This article first appeared on Fortune.org. It is co-authored with Bryan Roberts.
An interesting trend is emerging in the health care world: Startups are starting to target insurers, or payers, as their first choice of partners. This was unthinkable eight years ago, when a wave of startups formed after the passage of the Affordable Care Act (ACA). But today, startups providing end-to-end health services to insurers are becoming an essential component of our care delivery system.
These startups were ambitious when they emerged, planning to use apps and other IT to help patients manage chronic diseases, improve diet and fitness, and save on health care costs. But they had no reliable way to reach consumers.
Payers should have been a natural choice given their massive and guaranteed customer base, but historically, they were slow to make decisions, risk-averse, and demanding of evidence that supportive services provided value. As a result, a generation of these health care startups instead focused on offering their services to large employers.
At the time, innovators didn’t expect that large employers would accept the risks of working with a startup. But with health care costs growing faster than wages and a perception that the ACA was unlikely to fix this, employers felt a need to take action. When numerous large companies did decide to become early adopters of these new technologies, health point solution companies experienced rapid growth, promising employers healthier workers and cost savings. This has led to a veritable Turkish bazaar of supplemental health benefits, with employees being offered a dozen or more apps in addition to, and accessed separately from, their health plans.
But in many cases, employees have been unaware, uncertain, and confused about how and when to access these services, how they relate to their traditional health care benefits, and how much they cost. Complicating the problem, employers have refused to make usage of these offerings a requirement in order to drive adoption—a practice they have used in many other dimensions of the employer-employee relationship, such as procurement, travel, and sales account management. As a result, most health care startups working with employers have struggled to attain the usage necessary to justify their prices.
By the middle of the decade, HR departments had tired of having so many individual, unintegrated product features that they decided to seek a unified solution, whether through a health plan or a separate navigation platform company, which helps users understand and use their health care benefits. This shift in thinking has driven innovators to reconsider their choice of direct employer sales as their primary commercialization channel.
That’s where insurers have come in. Recent payer interest in startups, which started around the time employers began losing interest, reflects insurers’ existential need to differentiate in a stagnant commercial market and compete with Medicare Advantage and Medicaid. These pressures are intensified by Amazon, Berkshire Hathaway, and JPMorgan Chase’s project to create an employer alternative to traditional payers, the risk of navigation companies taking over claims processing capabilities, and the success of new insurer entrants like Bright, Clover, Collective, Devoted, and Oscar.
In addition, the shift is driven by inveterately poor customer satisfaction—payers duke it out with cable companies and airlines. Conversely, virtually every startup manages to delight its early users. Payers also have the lowest profit margins in health care, which makes them voracious for ways to lower costs.
Startups are excited about payers as partners because of insurers’ willingness to insist upon usage of their products and services. Payers are highly motivated if they believe a product or service can deliver on satisfaction, margin, growth, or differentiation. These benefits only accrue if the products and services are used. Fortunately for payers, they can control demand, using reductions in cost-sharing and copays as incentives for patients to use a product or service.
We are beginning to see this happen. Startups like Iora and Livongo have pivoted from employers to payers and are taking off, both completing large financing rounds in 2018. Telemedicine is booming, driven primarily by payers coming to the realization that it saves money.

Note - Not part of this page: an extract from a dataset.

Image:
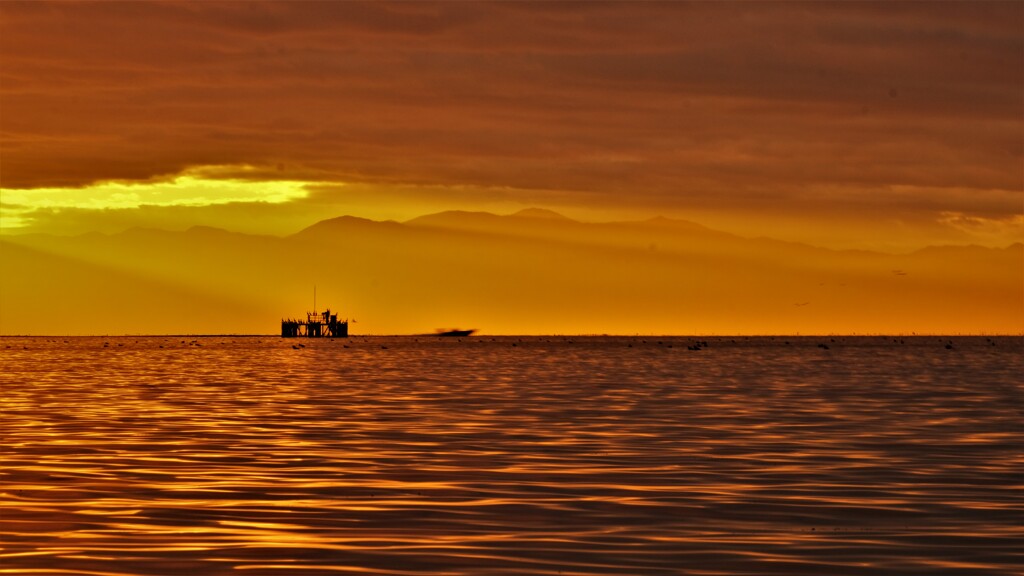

And an entire category of promising payer partner-oriented startups is emerging, like Aledade, Aspire, Cricket, Landmark, Ooda, and Virta.
Startups should prioritize insurers focusing on individuals, small businesses, and government-insured people. Payers assume more cost risks with these segments than insurers do with larger employers. These groups also bring more profits to insurers than do larger companies.
Since payers generally have little care delivery acumen, we favor startups like Virta and Landmark, which deliver end-to-end services. Virta has developed an approach for treating patients with type 2 diabetes that generates rapid medication cost savings, and Landmark’s approach for treating patients at high risk of medical incidents in their homes saves money by averting ER visits. Because payers cover many more type 2 diabetics and high-risk patients than any single employer does, insurers are much more efficient partners than employers are in these categories.
Insurers are willing to pilot less-proven ideas, help startups define success criteria, share data to help inform product development, and use their balance sheets to inject cash to support early-stage startups. So, while there will continue to be a handful of large employers who are early adopters of new products and services, we think payers will soon become a partner of choice for many health care startups.